Monday, September 8, 2008

My First Surgery


A week ago today I saw my first surgery. It was a sigmoidectomy. The patient has cancer that was occluding most of his/her sigmoid colon and as a result (s)he was unable to eat normally.
I was there was due to my working on some research involving tumor detection.

Specifically, the project that I am working on is trying to differentiate between tumor and non-tumor using a laproscopic probe and a special kind of laser (and a database of scanned regular tissue and different tumors). Put simply, the goal of the research is to be able to tell whether something is cancerous or not in a much shorter time than it takes to get results back from pathology, and the doctor doing today's surgery thought that we might be able to glean something valuable if we saw a tumor resection.


Back to the surgery, the patient also had secondary metastatic tumors in the liver, but these did not spread any further, thus making her a candidate for surgical removal of the primary tumor. (S)he previously had been undergoing chemotherapy, but from what I understood this has not been successful.
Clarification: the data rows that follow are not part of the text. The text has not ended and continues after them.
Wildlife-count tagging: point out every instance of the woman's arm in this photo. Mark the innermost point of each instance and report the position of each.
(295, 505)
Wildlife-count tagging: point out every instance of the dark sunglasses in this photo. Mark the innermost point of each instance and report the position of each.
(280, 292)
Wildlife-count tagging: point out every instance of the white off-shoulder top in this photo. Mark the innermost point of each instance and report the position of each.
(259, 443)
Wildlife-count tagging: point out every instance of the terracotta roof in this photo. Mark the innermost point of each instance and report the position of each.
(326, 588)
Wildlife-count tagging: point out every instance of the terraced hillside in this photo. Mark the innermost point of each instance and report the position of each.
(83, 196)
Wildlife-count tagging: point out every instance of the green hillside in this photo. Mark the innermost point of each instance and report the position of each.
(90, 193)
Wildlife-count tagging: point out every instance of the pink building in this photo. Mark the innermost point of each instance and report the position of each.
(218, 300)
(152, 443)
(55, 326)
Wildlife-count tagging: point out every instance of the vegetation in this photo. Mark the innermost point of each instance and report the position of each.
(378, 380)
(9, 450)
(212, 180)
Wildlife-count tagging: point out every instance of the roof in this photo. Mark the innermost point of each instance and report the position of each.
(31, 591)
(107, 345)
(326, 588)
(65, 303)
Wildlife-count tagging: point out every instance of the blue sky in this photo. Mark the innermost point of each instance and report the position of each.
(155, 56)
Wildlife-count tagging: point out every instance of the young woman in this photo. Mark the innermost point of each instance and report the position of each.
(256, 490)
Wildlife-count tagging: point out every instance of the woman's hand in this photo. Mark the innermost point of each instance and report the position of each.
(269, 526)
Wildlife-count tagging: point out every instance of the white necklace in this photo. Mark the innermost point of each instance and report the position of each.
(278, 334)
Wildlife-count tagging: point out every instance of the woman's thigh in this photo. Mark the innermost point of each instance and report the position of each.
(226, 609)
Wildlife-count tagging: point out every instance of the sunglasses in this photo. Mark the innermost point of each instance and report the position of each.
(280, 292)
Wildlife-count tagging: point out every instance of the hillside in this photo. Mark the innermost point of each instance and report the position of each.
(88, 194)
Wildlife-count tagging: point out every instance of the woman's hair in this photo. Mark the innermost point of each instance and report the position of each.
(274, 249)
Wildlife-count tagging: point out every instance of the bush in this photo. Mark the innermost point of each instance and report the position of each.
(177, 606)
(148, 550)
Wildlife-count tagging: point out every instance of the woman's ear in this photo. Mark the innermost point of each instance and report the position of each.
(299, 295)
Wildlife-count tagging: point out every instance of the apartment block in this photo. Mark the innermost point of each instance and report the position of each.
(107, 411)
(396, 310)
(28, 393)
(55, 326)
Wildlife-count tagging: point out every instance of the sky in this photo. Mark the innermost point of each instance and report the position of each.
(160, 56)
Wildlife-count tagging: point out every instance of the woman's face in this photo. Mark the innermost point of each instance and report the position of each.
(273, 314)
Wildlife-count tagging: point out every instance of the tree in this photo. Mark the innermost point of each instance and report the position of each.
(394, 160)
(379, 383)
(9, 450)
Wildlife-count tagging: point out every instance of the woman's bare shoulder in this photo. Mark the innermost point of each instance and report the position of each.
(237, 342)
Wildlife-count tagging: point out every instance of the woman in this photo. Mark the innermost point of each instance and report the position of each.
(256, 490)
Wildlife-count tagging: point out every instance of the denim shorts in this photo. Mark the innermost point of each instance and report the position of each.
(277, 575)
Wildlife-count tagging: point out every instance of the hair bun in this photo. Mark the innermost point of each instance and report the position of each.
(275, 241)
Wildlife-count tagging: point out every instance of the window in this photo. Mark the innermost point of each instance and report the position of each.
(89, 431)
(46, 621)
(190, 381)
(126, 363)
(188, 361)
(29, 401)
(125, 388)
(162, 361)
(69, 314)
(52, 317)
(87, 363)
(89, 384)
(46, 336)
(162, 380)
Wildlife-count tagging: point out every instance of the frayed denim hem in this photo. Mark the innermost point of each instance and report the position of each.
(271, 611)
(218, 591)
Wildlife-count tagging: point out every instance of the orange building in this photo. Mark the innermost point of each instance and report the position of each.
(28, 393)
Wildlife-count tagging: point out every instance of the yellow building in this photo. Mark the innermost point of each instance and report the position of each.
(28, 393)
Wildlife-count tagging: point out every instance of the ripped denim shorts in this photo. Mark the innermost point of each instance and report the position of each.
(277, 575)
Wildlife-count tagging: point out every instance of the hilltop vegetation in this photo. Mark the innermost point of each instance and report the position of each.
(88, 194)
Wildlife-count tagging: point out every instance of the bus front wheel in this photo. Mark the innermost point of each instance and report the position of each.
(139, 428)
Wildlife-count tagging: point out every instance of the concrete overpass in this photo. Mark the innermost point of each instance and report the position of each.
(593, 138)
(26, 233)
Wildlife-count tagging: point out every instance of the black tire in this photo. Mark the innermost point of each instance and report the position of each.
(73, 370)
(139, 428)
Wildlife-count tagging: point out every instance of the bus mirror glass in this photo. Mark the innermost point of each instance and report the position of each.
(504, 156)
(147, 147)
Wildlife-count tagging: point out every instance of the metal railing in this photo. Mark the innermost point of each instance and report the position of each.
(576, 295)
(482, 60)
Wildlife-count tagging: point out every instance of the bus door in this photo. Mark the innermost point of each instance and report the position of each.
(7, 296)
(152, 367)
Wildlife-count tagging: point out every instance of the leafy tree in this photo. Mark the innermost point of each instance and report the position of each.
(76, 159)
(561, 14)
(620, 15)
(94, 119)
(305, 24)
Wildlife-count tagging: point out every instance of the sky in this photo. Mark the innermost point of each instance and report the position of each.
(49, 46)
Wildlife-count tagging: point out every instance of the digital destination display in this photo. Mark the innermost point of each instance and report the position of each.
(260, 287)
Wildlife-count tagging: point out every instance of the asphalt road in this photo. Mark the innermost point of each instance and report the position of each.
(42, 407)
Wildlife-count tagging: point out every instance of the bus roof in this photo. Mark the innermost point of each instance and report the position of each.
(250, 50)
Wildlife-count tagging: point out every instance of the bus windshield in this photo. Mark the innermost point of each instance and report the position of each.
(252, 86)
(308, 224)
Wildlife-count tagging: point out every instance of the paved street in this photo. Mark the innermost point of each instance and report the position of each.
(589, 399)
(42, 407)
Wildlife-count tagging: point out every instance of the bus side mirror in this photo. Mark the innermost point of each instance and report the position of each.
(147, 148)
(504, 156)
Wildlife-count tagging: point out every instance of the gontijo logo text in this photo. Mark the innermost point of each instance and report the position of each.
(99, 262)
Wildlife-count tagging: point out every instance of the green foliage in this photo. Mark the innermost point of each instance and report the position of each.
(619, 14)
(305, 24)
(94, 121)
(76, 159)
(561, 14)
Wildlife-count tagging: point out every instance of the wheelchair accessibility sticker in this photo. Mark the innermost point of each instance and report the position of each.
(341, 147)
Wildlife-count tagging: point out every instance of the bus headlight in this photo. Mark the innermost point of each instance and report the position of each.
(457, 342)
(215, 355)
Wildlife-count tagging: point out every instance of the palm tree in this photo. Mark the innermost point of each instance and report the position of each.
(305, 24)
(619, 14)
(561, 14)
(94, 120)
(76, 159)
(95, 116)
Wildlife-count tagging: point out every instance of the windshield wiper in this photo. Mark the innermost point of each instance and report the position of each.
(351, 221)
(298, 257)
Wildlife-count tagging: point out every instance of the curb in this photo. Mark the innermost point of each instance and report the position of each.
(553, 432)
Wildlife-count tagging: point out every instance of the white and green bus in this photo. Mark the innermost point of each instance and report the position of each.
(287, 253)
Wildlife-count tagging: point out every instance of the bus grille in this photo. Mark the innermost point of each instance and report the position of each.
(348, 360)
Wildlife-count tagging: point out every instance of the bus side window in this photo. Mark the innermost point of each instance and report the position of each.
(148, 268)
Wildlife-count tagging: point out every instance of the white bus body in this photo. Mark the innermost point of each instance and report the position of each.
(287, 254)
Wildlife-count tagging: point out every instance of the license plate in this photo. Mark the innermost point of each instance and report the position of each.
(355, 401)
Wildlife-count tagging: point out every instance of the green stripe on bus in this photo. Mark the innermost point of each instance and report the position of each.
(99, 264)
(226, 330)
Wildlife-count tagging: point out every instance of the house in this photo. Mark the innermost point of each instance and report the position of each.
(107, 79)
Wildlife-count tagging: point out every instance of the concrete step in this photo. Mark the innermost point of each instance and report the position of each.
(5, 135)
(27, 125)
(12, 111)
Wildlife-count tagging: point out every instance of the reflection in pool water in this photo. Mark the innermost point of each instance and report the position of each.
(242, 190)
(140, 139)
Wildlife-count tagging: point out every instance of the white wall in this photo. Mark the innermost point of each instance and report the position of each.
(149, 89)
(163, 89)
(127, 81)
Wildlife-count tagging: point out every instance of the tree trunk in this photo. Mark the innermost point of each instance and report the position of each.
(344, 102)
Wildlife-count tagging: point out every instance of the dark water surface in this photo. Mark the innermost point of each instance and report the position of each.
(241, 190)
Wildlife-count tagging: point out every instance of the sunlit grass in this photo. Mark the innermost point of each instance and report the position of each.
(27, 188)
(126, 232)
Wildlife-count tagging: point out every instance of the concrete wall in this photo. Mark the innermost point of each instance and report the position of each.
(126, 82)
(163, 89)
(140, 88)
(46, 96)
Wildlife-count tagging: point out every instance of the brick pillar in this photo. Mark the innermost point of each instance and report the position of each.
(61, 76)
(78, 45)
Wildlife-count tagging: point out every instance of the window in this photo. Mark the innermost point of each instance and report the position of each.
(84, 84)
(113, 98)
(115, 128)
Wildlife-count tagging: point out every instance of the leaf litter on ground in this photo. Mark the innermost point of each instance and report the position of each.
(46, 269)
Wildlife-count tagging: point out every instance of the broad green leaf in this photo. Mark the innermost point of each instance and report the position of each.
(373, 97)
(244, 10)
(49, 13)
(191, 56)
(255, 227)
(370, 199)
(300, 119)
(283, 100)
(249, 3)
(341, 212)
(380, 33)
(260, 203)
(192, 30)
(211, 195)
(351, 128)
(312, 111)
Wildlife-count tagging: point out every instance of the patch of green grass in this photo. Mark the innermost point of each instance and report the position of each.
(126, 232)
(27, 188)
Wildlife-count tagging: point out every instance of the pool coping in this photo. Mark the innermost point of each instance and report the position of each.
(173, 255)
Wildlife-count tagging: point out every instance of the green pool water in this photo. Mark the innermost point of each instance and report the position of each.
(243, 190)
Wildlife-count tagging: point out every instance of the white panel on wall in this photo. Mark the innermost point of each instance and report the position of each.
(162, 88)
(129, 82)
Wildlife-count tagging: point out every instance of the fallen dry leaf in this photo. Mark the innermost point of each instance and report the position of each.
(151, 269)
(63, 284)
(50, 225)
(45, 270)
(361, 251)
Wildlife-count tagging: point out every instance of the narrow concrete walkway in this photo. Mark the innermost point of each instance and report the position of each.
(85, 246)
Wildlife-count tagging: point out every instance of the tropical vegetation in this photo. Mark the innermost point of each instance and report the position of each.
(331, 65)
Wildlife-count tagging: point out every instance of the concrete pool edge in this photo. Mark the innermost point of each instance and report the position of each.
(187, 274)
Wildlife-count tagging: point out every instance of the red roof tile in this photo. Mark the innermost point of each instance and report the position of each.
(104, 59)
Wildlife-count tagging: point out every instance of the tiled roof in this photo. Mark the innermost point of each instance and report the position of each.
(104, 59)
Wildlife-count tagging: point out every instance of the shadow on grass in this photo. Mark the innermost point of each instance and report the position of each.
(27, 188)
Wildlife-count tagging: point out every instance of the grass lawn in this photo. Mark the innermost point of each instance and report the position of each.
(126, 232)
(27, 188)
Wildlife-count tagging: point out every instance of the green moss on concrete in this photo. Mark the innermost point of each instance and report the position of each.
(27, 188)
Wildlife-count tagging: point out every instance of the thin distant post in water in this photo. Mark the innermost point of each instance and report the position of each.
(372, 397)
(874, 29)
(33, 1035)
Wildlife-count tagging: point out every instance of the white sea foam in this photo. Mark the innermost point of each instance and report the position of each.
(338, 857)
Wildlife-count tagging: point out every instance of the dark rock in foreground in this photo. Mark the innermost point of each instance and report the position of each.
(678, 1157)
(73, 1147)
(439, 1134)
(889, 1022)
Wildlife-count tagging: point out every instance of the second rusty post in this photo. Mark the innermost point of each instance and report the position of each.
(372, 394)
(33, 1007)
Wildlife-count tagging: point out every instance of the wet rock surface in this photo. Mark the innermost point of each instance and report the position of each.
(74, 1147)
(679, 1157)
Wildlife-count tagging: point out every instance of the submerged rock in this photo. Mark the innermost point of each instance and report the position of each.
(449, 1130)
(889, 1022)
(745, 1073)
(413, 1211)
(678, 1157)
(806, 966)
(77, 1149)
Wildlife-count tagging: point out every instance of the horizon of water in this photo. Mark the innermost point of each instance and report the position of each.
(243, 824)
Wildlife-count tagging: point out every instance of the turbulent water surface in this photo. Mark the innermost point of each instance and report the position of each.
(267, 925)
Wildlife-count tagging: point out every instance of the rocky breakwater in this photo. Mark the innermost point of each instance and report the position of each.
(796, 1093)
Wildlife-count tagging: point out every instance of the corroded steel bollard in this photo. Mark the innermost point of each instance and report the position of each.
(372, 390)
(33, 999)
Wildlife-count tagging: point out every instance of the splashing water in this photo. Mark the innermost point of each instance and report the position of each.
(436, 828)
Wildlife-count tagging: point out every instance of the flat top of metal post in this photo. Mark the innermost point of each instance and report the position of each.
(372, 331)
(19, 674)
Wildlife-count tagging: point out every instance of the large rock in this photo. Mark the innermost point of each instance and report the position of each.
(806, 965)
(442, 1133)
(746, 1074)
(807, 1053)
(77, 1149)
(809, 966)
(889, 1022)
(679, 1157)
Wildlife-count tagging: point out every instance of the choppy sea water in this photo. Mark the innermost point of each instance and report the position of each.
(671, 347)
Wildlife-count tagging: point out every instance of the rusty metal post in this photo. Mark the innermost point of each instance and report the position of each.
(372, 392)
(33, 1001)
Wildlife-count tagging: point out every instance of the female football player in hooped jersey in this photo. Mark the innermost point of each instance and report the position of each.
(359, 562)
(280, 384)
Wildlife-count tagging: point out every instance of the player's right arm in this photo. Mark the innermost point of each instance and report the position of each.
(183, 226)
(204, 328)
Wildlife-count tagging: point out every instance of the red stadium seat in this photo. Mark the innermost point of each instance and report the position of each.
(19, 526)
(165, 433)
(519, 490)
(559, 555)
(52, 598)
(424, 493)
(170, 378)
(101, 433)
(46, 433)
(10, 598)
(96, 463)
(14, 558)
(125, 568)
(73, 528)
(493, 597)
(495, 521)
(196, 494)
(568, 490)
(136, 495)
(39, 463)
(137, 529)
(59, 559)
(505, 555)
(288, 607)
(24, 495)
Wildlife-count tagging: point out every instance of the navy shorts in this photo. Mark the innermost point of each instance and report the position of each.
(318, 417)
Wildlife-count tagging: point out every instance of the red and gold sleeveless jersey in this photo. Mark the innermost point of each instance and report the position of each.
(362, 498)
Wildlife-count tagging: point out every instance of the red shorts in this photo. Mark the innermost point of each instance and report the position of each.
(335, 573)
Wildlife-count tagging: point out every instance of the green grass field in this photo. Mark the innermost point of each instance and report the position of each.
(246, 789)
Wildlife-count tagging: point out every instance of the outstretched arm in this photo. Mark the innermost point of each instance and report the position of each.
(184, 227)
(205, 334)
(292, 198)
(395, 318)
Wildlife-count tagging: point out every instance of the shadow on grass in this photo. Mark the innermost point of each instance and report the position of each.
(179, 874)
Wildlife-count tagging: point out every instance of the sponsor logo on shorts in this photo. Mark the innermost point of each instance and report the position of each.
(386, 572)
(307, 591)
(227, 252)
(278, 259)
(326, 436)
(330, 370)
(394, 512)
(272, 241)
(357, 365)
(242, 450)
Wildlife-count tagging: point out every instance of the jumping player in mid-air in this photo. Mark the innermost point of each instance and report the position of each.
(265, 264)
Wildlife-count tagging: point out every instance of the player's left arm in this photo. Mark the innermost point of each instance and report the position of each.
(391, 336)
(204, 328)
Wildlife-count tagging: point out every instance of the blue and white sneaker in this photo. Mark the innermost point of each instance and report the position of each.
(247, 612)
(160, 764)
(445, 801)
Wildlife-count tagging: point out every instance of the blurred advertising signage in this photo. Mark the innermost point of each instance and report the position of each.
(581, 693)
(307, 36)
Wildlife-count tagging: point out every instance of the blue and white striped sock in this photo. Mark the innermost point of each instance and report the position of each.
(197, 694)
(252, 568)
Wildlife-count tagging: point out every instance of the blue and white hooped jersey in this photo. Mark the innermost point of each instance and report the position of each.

Before I entered the operating room I had the slightest bit of nervousness that I wouldn't be able to stand the sights and sounds of an operation without getting squeamish. I was afraid that (even though it was laproscopic) I wouldn't be able to handle seeing the blood or the inside of someone's abdomen, but luckily there was very little smell, and I tolerated the blood just fine. I think the key was not really taking the time to think about it, it's a bit sad but it seems like the best way to get through the first few times is to not think of the person as a human being--whether you're in the anatomy lab or watching a surgery.


The surgery went on for a few hours without anything especially exciting happing, but I was extremely excited to be there. To see someone performing a surgery made me feel like I could someday be doing it--which isn't to say that it wasn't an incredibly complex process, I just felt that it was something that I could learn.


The other thing that I was struck with was how advanced the tools are that the surgeon used, especially the staplers. I had seen/heard about cauteries before, but to see how a miniature stapler seals off both ends of the colon, and how they pull it out through a gel "hand port" to resect it--it really is a feat of engineering and antiseptic technique.


Altogether it was a very exciting 2 hours, but I definitely need more comfortable shoes if I'm going to be standing up for that long ever again.